Narrator-centered Analysis of “The Love Song of J. Alfred Prufrock” by T.S. Eliot

9 Feb 2024

In the poem , T.S. Eliot is trying to picturize the modern world in all its naked dread, unmasked by the impact of war, and he believes that poetry is to express the dread of the modern world and the life of modern man living in a modern society. He tries to depict modern concepts such as the misery, the disgusting homeliness and the laziness of inactivity imposed upon man expected to become a man of free will. The narrator of the poem, Prufrock, who knows too much about life but in prison of inertia , seems to be addressing a potential lover of a woman. All along the poem he asks himself continuously “ Do I dare ? ” which means that he also has lack of bravity. And he thinks that other people are thinking about his inabilitiness of expression.

The mixture of levity and seriousness immediately confronts the reader in the title poem of his first volume. For he transposes his epigraph from the serious context of Dante's Inferno to the lighter context of Prufrock's love song. The epigraph is never to be ignored in Eliot; for while it is not an essential part of the poem, it conveys hints of the significance or even genesis of the poem. Together with the title, it prepares the reader for the experience of the poem (Williamson, 1966) . In the poem , we have a narrator whose mind is totally blurred. We see his monologue is a perfect portrait of a instability, especially in the parts that he is overthinking.

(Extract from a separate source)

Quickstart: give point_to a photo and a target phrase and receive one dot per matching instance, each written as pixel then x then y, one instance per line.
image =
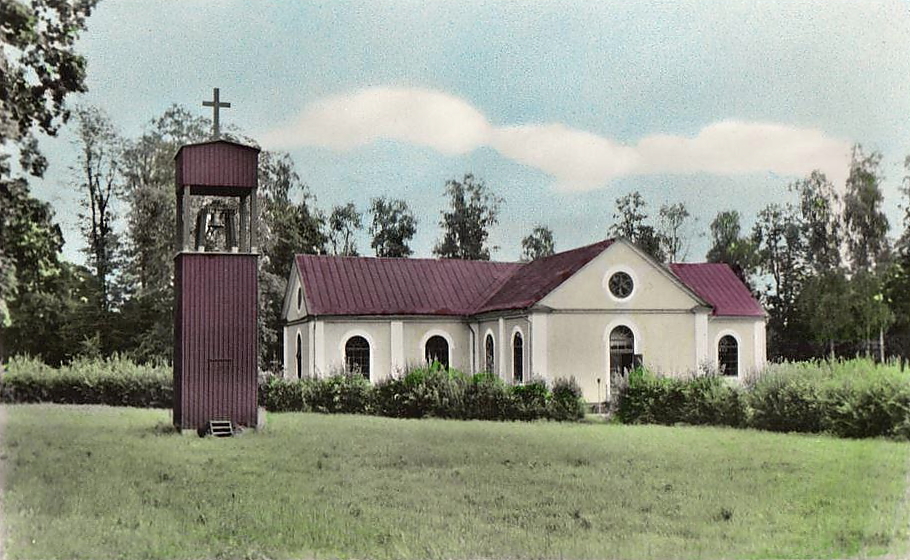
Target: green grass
pixel 96 482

The Love Song of J. Alfred Prufrock could be considered a poem that fixates on performance. It explores anxieties regarding a failed masculine performance as revelatory of a larger crisis of meaning. Within the poem, masculine identity is pursued via the speaker’s attempts to perform not only sexually but also poetically through complete and partial sonnet forms. These two types of performances succeed and fail to resonate as authoritative to varying degrees throughout the poem (Clifton, 2018). In the poem we see that our narrator goes to a place, where there are some women who comes, goes and talks about Michelangelo. In there, he was thinking and planning to attempt to declare and express his some kind of love to a woman but as a modern man he believes that he will get refused by the woman smoothly. And he countinuously postpones his actions and himself that “there will be time”.

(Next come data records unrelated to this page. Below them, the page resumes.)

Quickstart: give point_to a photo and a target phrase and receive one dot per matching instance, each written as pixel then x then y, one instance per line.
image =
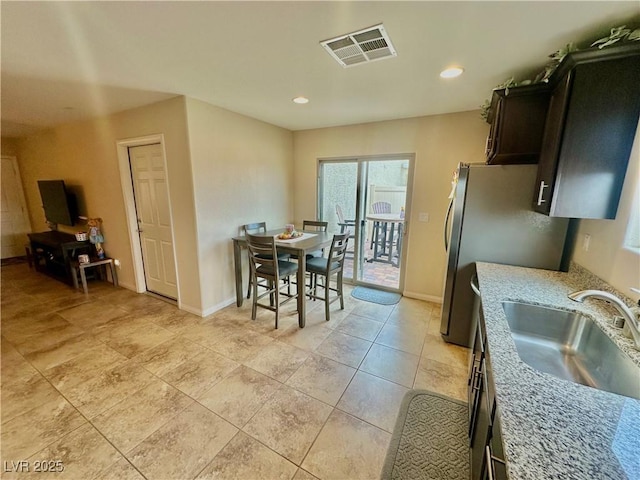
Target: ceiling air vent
pixel 363 46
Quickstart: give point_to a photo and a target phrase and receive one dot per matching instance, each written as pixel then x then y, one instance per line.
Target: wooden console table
pixel 52 253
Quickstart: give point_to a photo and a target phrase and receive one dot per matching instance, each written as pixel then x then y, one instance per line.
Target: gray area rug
pixel 429 440
pixel 375 296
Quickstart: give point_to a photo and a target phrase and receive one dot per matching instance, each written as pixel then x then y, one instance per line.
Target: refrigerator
pixel 490 219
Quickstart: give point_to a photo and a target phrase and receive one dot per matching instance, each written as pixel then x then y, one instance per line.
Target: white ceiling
pixel 66 61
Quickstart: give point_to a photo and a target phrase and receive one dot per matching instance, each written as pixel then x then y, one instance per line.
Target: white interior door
pixel 15 220
pixel 154 219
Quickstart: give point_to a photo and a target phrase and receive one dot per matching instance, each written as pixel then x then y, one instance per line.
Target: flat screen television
pixel 59 205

The final scene in the poem is a romantic reverie of ideal love with mermaids. It is one of the few ways left, inevitably bound to frustration though it is, for Prufrock to utilize the emotion of desire which he has not outlived and which he finds, through disillusion and despair, impossible to fulfill in social life. His loveless predicament has now been defined as both complex and hopeless (Hakac, 1972). Prufrock of course has a complex mind. Eliot tries to reflect a modern complex mind which even can not simply act. This complexity is a curse for a modern man. There is a bunch of advantages in overthinking as a modern man but there are lots of disadvantages too.

To sum up poem is a very successful work of literary which creates a character totally fits with modern life of Eliot’s time. It is clear that Prufrock has an inactive persona which comes by his knowledge. Modern realities such as tentative attempts, overthinking, immobility, emotional paralysis and anxiety is the roots of the poem.